Lemon-glazed Raspberry Scones with Recipe

Recently I reconnected with my sister-in-law who’s settling in for retirement in Moses Lake. (I was maid-of-honor at their wedding 54 years ago!) She and my step-brother have been like snowbirds for a number of years, sometimes in Ocean Shores and sometimes in Arizona. My nephews, their wives and children live in the eastern part of Washington, so it means their nuclear family is mostly nearby now and I was so happy to find out about the move.

I told her oldest son that I’d like to mail her some cookies on a fairly regular basis as I’d done for my mother for the past few years, and he said she’d like it. It took a few messed up phone/text numbers but we worked it out and the first thing she requested was mini raspberry scones. Not knowing how long it takes USPS Priority Mail packages to travel across the mountains from Seattle to Moses Lake, I suggested cookies, found out that my brother’s favorite is peanut butter. Since she loves raspberries, I chose for her but didn’t tell her.

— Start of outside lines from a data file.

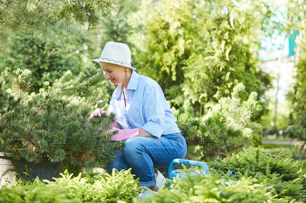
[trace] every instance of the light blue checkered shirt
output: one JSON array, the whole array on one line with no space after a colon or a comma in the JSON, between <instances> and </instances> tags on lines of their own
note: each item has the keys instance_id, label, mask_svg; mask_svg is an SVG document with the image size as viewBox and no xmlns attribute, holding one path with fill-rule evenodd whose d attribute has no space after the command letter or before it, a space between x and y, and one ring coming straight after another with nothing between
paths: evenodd
<instances>
[{"instance_id":1,"label":"light blue checkered shirt","mask_svg":"<svg viewBox=\"0 0 306 203\"><path fill-rule=\"evenodd\" d=\"M116 114L121 129L142 128L157 137L180 131L162 90L156 81L133 71L126 91L126 107L123 88L122 84L118 85L109 109L109 112Z\"/></svg>"}]
</instances>

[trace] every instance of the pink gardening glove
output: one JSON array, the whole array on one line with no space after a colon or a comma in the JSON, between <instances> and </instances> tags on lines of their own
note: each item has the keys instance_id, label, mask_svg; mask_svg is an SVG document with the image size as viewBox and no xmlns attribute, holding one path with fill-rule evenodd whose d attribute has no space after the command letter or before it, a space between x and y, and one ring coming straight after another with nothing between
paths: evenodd
<instances>
[{"instance_id":1,"label":"pink gardening glove","mask_svg":"<svg viewBox=\"0 0 306 203\"><path fill-rule=\"evenodd\" d=\"M118 130L118 132L113 135L110 140L114 141L121 141L128 139L130 137L138 136L139 136L139 129L120 129L113 127L111 127L111 129L109 130L110 132Z\"/></svg>"},{"instance_id":2,"label":"pink gardening glove","mask_svg":"<svg viewBox=\"0 0 306 203\"><path fill-rule=\"evenodd\" d=\"M102 110L102 109L100 108L97 108L95 109L95 110L93 111L93 112L92 112L90 116L89 116L89 118L88 119L88 120L90 121L90 120L91 120L92 118L93 118L95 116L98 116L99 117L101 117L101 114L104 113L106 113L106 111L105 111Z\"/></svg>"}]
</instances>

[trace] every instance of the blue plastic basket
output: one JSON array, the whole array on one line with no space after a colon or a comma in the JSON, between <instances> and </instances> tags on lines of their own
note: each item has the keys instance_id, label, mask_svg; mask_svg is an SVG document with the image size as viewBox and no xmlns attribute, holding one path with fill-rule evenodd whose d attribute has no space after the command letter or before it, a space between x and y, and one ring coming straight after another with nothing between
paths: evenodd
<instances>
[{"instance_id":1,"label":"blue plastic basket","mask_svg":"<svg viewBox=\"0 0 306 203\"><path fill-rule=\"evenodd\" d=\"M182 164L185 165L196 166L200 166L203 168L203 171L199 171L198 170L191 170L196 174L199 174L200 172L202 172L203 174L207 174L208 173L208 166L207 166L207 165L204 162L188 160L182 159L175 159L172 160L169 165L168 173L168 179L172 180L175 177L181 178L186 175L184 173L184 170L183 169L174 169L175 166L179 164ZM170 182L169 182L169 187L171 185L171 184Z\"/></svg>"}]
</instances>

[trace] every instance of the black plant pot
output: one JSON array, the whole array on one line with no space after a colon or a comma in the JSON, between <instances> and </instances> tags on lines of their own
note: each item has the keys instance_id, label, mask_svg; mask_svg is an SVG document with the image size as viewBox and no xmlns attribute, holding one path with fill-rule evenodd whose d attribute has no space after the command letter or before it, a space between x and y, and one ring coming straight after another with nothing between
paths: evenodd
<instances>
[{"instance_id":1,"label":"black plant pot","mask_svg":"<svg viewBox=\"0 0 306 203\"><path fill-rule=\"evenodd\" d=\"M59 177L63 171L62 162L54 163L46 159L39 163L15 160L9 154L0 152L0 187L13 184L20 178L32 181L38 176L41 180L52 181L52 178Z\"/></svg>"}]
</instances>

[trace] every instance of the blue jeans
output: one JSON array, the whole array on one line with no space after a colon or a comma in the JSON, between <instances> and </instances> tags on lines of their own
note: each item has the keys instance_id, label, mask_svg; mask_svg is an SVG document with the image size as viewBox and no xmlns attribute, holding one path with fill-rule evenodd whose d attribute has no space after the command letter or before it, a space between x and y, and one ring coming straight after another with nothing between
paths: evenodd
<instances>
[{"instance_id":1,"label":"blue jeans","mask_svg":"<svg viewBox=\"0 0 306 203\"><path fill-rule=\"evenodd\" d=\"M120 151L116 154L115 160L108 165L107 170L131 168L131 172L139 178L140 186L149 187L155 183L154 167L168 167L173 160L183 159L187 150L185 138L179 132L159 138L131 137L125 141Z\"/></svg>"}]
</instances>

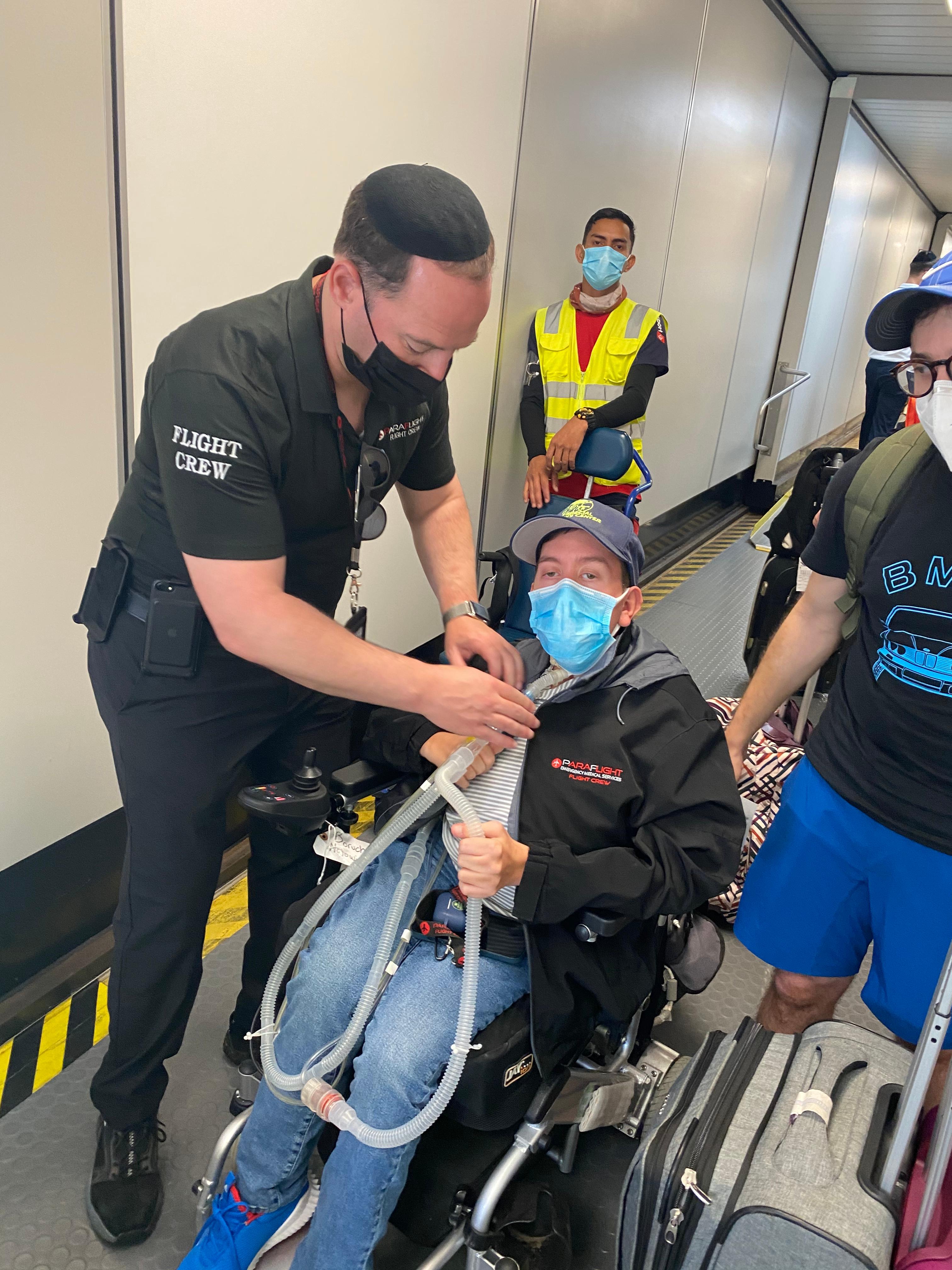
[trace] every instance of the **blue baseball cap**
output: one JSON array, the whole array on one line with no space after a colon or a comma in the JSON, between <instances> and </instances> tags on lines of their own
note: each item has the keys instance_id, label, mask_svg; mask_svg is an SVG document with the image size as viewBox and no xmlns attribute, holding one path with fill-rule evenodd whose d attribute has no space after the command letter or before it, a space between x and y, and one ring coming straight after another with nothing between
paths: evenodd
<instances>
[{"instance_id":1,"label":"blue baseball cap","mask_svg":"<svg viewBox=\"0 0 952 1270\"><path fill-rule=\"evenodd\" d=\"M509 545L520 560L536 564L538 549L559 530L584 530L598 538L627 568L632 587L637 584L645 564L645 549L635 526L623 512L592 498L576 498L557 514L539 512L519 526Z\"/></svg>"},{"instance_id":2,"label":"blue baseball cap","mask_svg":"<svg viewBox=\"0 0 952 1270\"><path fill-rule=\"evenodd\" d=\"M883 296L866 319L866 343L877 352L908 348L913 326L925 309L933 307L933 297L952 300L952 251L946 253L923 274L918 287L900 287Z\"/></svg>"}]
</instances>

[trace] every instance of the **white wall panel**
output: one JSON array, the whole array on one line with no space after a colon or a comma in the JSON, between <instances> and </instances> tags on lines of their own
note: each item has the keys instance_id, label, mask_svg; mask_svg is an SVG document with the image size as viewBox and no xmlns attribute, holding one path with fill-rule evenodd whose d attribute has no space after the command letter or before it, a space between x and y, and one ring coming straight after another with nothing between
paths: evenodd
<instances>
[{"instance_id":1,"label":"white wall panel","mask_svg":"<svg viewBox=\"0 0 952 1270\"><path fill-rule=\"evenodd\" d=\"M876 298L876 282L882 254L890 239L894 220L905 239L909 215L900 198L901 179L889 159L877 150L875 155L869 202L866 208L863 232L857 251L849 295L843 309L843 321L836 337L830 382L817 422L817 437L825 437L852 418L850 399L861 367L866 367L867 345L863 339L866 319ZM902 278L905 281L905 276ZM887 288L889 290L889 288Z\"/></svg>"},{"instance_id":2,"label":"white wall panel","mask_svg":"<svg viewBox=\"0 0 952 1270\"><path fill-rule=\"evenodd\" d=\"M677 22L651 0L593 0L580 22L575 0L539 0L494 403L487 547L508 538L523 514L519 396L529 325L538 307L579 281L574 249L597 208L631 215L637 260L626 287L632 300L658 305L703 15L704 0L680 0ZM673 328L671 339L679 338ZM649 408L652 438L663 384Z\"/></svg>"},{"instance_id":3,"label":"white wall panel","mask_svg":"<svg viewBox=\"0 0 952 1270\"><path fill-rule=\"evenodd\" d=\"M593 0L586 14L539 0L536 18L485 546L522 517L532 315L578 281L571 249L600 204L637 222L626 286L670 323L642 517L751 462L823 123L826 81L762 0L683 0L677 20L645 0Z\"/></svg>"},{"instance_id":4,"label":"white wall panel","mask_svg":"<svg viewBox=\"0 0 952 1270\"><path fill-rule=\"evenodd\" d=\"M792 46L763 0L711 4L661 295L671 371L649 415L649 516L710 484ZM768 284L786 296L792 262L778 264ZM750 442L753 419L735 422ZM750 444L732 471L749 462Z\"/></svg>"},{"instance_id":5,"label":"white wall panel","mask_svg":"<svg viewBox=\"0 0 952 1270\"><path fill-rule=\"evenodd\" d=\"M812 378L792 394L781 456L862 414L866 318L905 282L932 226L930 210L850 117L798 356Z\"/></svg>"},{"instance_id":6,"label":"white wall panel","mask_svg":"<svg viewBox=\"0 0 952 1270\"><path fill-rule=\"evenodd\" d=\"M0 869L119 805L70 621L117 495L103 85L99 0L0 8Z\"/></svg>"},{"instance_id":7,"label":"white wall panel","mask_svg":"<svg viewBox=\"0 0 952 1270\"><path fill-rule=\"evenodd\" d=\"M750 260L711 484L750 462L774 357L826 109L826 77L793 43Z\"/></svg>"},{"instance_id":8,"label":"white wall panel","mask_svg":"<svg viewBox=\"0 0 952 1270\"><path fill-rule=\"evenodd\" d=\"M344 201L390 163L433 163L482 199L505 265L531 0L124 0L136 403L159 340L297 277ZM479 507L499 286L449 380L457 469ZM396 495L363 558L369 635L406 649L439 615Z\"/></svg>"},{"instance_id":9,"label":"white wall panel","mask_svg":"<svg viewBox=\"0 0 952 1270\"><path fill-rule=\"evenodd\" d=\"M791 395L782 456L820 436L820 419L863 236L877 157L877 147L859 124L849 119L797 359L812 378Z\"/></svg>"}]
</instances>

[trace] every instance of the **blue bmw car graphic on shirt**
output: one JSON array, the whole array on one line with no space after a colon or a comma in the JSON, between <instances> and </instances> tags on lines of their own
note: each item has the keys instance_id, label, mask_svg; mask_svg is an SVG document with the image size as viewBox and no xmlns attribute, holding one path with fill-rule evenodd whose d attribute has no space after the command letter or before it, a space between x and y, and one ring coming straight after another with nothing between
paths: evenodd
<instances>
[{"instance_id":1,"label":"blue bmw car graphic on shirt","mask_svg":"<svg viewBox=\"0 0 952 1270\"><path fill-rule=\"evenodd\" d=\"M910 687L952 696L952 613L896 606L886 618L873 665Z\"/></svg>"}]
</instances>

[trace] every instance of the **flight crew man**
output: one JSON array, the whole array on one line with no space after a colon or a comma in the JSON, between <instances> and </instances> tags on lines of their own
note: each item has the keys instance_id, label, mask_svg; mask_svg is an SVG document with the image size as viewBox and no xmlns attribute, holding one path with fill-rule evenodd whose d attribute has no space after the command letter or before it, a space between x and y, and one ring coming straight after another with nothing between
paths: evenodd
<instances>
[{"instance_id":1,"label":"flight crew man","mask_svg":"<svg viewBox=\"0 0 952 1270\"><path fill-rule=\"evenodd\" d=\"M90 1091L100 1121L88 1212L104 1242L138 1242L159 1218L164 1060L198 989L242 763L267 782L287 779L308 747L325 772L348 762L350 698L496 747L537 725L518 654L479 616L448 437L446 373L476 339L491 267L467 185L437 168L385 168L352 192L333 258L199 314L161 342L146 376L136 460L80 610L128 820L109 1049ZM443 612L448 667L333 620L393 485ZM182 607L160 621L170 599ZM193 617L206 629L183 659L171 645ZM475 655L491 674L467 667ZM254 820L250 839L232 1062L282 916L317 878L310 838Z\"/></svg>"},{"instance_id":2,"label":"flight crew man","mask_svg":"<svg viewBox=\"0 0 952 1270\"><path fill-rule=\"evenodd\" d=\"M529 330L519 423L529 456L523 499L529 514L551 498L584 498L575 455L589 428L626 428L641 452L651 389L668 373L668 323L635 304L622 274L635 264L635 224L602 207L585 225L575 259L581 282L567 300L539 309ZM625 511L641 480L632 464L619 481L595 478L593 494Z\"/></svg>"}]
</instances>

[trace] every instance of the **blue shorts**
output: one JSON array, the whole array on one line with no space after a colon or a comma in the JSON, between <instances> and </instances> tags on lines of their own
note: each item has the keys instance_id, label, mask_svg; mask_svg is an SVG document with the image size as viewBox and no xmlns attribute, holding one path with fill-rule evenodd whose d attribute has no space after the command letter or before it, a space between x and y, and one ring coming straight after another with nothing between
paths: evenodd
<instances>
[{"instance_id":1,"label":"blue shorts","mask_svg":"<svg viewBox=\"0 0 952 1270\"><path fill-rule=\"evenodd\" d=\"M863 1001L915 1044L952 941L952 856L871 819L802 758L734 930L769 965L831 978L856 974L872 942Z\"/></svg>"}]
</instances>

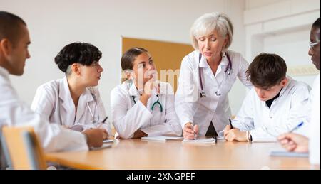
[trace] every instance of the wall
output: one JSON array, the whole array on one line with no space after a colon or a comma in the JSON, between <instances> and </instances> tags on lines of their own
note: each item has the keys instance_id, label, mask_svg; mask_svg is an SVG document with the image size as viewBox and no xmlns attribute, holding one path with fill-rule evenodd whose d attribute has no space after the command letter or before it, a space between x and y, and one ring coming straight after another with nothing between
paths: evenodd
<instances>
[{"instance_id":1,"label":"wall","mask_svg":"<svg viewBox=\"0 0 321 184\"><path fill-rule=\"evenodd\" d=\"M312 85L319 71L307 54L308 43L312 23L320 17L320 1L247 0L246 4L246 58L261 52L278 54L289 75Z\"/></svg>"},{"instance_id":2,"label":"wall","mask_svg":"<svg viewBox=\"0 0 321 184\"><path fill-rule=\"evenodd\" d=\"M235 23L232 49L244 54L245 28L243 13L245 0L0 0L1 9L22 17L31 38L25 74L12 77L12 82L23 100L31 104L36 87L63 77L54 63L54 56L66 44L88 42L103 53L104 72L99 87L107 112L110 92L119 84L121 36L190 43L189 30L200 15L228 13ZM233 88L233 112L240 106L245 90Z\"/></svg>"}]
</instances>

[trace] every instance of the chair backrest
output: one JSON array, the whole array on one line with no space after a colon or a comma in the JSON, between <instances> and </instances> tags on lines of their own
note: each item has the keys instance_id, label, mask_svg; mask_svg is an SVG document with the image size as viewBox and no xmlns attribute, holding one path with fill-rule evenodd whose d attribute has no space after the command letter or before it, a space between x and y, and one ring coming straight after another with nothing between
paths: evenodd
<instances>
[{"instance_id":1,"label":"chair backrest","mask_svg":"<svg viewBox=\"0 0 321 184\"><path fill-rule=\"evenodd\" d=\"M46 168L44 153L33 128L4 126L1 139L10 168Z\"/></svg>"}]
</instances>

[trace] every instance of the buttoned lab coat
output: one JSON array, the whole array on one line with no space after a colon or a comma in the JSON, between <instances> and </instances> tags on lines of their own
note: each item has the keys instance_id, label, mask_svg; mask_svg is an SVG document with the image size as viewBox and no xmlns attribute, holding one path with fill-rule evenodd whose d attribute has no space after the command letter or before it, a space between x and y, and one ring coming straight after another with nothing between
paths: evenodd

I made and shipped both my “Peanut Butter Butter Cookies” and my Raspberry Butter Cookies*. It took five, count ’em, five days to get there! USPS quoted me six days, so I was grateful it only took five, but honestly! The drive is only five hours, but the mail doesn’t travel in a straight line.

Plated beauty with hints of ingredients needed for success

Anyway, obviously I cannot send raspberry scones, even with Priority Mail, unless I want to pay $60 for overnight express, which is ridiculous. However, the thought of making them appealed to me, and NOT like those doughy scones filled with raspberry jam which can be bought at our State Fairs. So, longer story short, I made the full-sized scones for breakfast today and shared them with my neighbors. The secrets: adding frozen raspberries to the buttery dough at the same time as the liquid; a quick brush of half-and-half and sprinkle of sparkling sugar after they’re cut and on the baking sheet; and a drizzle of fresh lemon glaze as soon as they’re out of the oven. Oh, boy, are they good! (See 12/28/2021 update: better & easier recipe in new post. It skips the molding, shaping and the brushing on milk before the sparkling sugar! It’s based on my own drop scone recipe and the result is tastier than this version.)

Six big scones, just drizzled while hot out of the oven and still on the parchment

Recipe makes 6 big scones. 375 for about 25 minutes. Parchment on your cookie sheet. Then: (1) Dry ingredients into the bowl & whisked: 3 cups unbleached all-purpose flour, 1/3 cup sugar, 1 tablespoon double-acting baking powder, 1 teaspoon salt. (2) Then grate in 3/4 cup cold butter, which is 1 1/2 sticks (and whisk the grated bits into the dry ingredients every time you get a little pile) and refrigerate this mix for 20 minutes or so to re-firm the butter (or, if preparing in advance, until you’re ready to work fast.) (3) Wet ingredients: Mix 1/2 teaspoon vanilla with 3/4 cup plus 2 Tablespoons buttermilk (lowfat is okay) (Quantity is otherwise known as 7/8 cup but who has such a cup?) (4) Get approximately 1 1/4 cup frozen raspberries ready to be hand-crunched into the batter as you pour the wet ingredients over the dry ingredients and quickly get busy with a wooden spoon. (5) It’s not easy to mix (and it’s necessary to be quick) so after it starts turning into dough, pour it out on a plastic or rubbery cutting board and use your hands to knead it into a rough ball. Then flatten to approximately 1 1/2 inches thick circle, cut it into 6 wedges and lift the cut pieces onto the parchment. (6) Brush with half-and-half or milk and sprinkle with some sparkling sugar. Be quick as the baking powder is already working its first “action.” Pop them into the oven and bake. (7) While they’re baking: Mix 3/4 cup of powdered sugar with a few teaspoons of fresh lemon juice until it’s of glaze consistently which can be drizzled from the spoon over the scones when they’re golden brown and done in the middle. (I use bamboo skewer to test for doneness. Doughy scones are yucky.) Then enjoy, and you will enjoy if you’re a raspberry lover, especially with that lemon drizzle.

Note: to make mini scones, make the dough in the same manner, but mound it into a square rather than a circle, cut it into 9 squares, then cut each of those squares in half diagonally.